No acababa de entender demasiado bien qué hacía Donner allí. Al parecer era una especie de representante de Israel, y el Servicio Secreto de esa nación había descubierto que Hardin había vuelto a las andadas. Pero a través de alguna extraña maniobra, Donner prácticamente había tomado la dirección de la sesión destinada a decidir la estrategia a seguir. Parecía conocer muy bien a Hardin y se valía de ese conocimiento para interponerse como amortiguador entre las facciones árabes.

Bruce contempló la opaca mancha amarilla que ocupaba el lugar donde se había puesto el sol, a través de las amplias ventanas panorámicas.

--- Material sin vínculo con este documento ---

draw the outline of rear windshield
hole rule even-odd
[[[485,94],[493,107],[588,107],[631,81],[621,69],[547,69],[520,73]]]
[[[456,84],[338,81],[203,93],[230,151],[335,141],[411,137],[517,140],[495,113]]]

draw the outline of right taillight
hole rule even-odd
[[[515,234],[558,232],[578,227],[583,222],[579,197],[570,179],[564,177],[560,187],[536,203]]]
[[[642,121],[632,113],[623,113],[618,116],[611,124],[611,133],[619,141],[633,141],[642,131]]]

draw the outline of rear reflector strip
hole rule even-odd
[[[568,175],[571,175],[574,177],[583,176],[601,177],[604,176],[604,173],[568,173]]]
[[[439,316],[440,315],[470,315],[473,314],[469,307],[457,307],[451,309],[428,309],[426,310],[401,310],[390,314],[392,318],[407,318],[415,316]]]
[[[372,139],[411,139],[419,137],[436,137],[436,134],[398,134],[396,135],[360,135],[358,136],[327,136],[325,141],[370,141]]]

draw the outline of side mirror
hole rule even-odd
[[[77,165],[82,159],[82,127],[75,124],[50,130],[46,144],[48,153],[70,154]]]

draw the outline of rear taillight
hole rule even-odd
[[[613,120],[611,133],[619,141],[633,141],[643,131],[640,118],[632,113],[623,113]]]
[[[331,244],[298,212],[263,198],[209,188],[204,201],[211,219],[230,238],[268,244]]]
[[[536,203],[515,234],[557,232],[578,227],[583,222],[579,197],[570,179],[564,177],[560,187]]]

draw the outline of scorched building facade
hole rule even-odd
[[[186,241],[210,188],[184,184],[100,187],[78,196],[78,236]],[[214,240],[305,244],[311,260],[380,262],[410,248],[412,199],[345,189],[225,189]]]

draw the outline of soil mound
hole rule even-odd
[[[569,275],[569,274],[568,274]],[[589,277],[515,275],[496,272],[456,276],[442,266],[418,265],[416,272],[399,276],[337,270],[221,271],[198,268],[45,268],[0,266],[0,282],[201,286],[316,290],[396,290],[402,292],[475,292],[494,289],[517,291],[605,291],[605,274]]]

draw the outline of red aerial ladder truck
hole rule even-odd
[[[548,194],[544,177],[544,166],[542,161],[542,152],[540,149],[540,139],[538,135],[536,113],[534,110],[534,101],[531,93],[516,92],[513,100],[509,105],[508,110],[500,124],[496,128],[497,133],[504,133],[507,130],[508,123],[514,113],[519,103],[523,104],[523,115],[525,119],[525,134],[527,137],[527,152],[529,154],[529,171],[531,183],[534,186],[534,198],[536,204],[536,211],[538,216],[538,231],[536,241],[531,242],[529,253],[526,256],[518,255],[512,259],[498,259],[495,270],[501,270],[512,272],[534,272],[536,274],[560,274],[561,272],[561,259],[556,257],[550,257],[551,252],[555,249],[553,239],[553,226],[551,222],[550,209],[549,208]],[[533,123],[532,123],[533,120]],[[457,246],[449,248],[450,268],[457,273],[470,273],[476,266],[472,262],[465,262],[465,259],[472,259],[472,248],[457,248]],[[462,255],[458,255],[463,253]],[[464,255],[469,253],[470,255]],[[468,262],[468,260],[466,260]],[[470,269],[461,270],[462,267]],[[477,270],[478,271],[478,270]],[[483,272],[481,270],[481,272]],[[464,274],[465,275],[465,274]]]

Por encima y en torno a ella el cielo empezaba a adquirir un resplandor rojizo, como ocurría cada noche sobre los campos petrolíferos del golfo, donde las antorchas de los gases encendidos teñían el cielo nocturno de colores más vivos que cualquier puesta de sol.

Veinte metros más abajo, un enorme
hovercraft
se mecía sobre las agitadas aguas. Nuevo y reluciente —un modelo británico construido en Southampton— iba fuertemente armado con misiles tierra-tierra y tierra-aire, un cañón de cubierta y varias ametralladoras. El iraní había llegado en él pocos minutos antes con un gran despliegue de hélices de maniobra que no había conseguido ocultar a los ojos del marino profesional que era Bruce el notorio defecto del
hovercraft
: se movía como un cerdo entre el oleaje. Ojalá los iraníes no tuvieran que enfrentarse nunca con una tormenta.

El saudita había llegado en helicóptero. Tres helicópteros, para ser más exactos. El suyo había aterrizado y los otros dos de la escolta, erizados de armas, volaban continuamente en círculos sobre el pozo. Se relevaban cada quince minutos para regresar por parejas hasta la costa saudita, a doscientas millas de allí, donde repostaban.

Miles Donner hizo una pausa en su conversación con el iraní, invitó al oficial saudita a acercarse y embarcó a los dos hombres en una conversación. Después se retiró discretamente, como un hombre que se apartara de un cubo de desperdicios lleno a rebosar, y se llevó a Bruce hada el mueble bar. Mencionó despreocupadamente que los habitantes de las costas opuestas del golfo se mezclaban con tanta dificultad como el agua y el aceite y sirvió una segunda copa para el capitán de la compañía.

Por un instante, Bruce pensó que tal vez estaba bebiendo demasiado, pero calculó que todavía podía tomar otra copa, y el whisky tenía un efecto tan relajante… Le sorprendió comprobar que los árabes parecían simpatizar con Donner. Sin ninguna de las muestras de desdén que uno hubiera esperado de ellos ante un judío. Donner pareció adivinar sus pensamientos.

—Los hombres de los estados del golfo son mucho más razonables que algunos de los otros vecinos del Israel —dijo con una sonris—. Tenemos una cosa en común.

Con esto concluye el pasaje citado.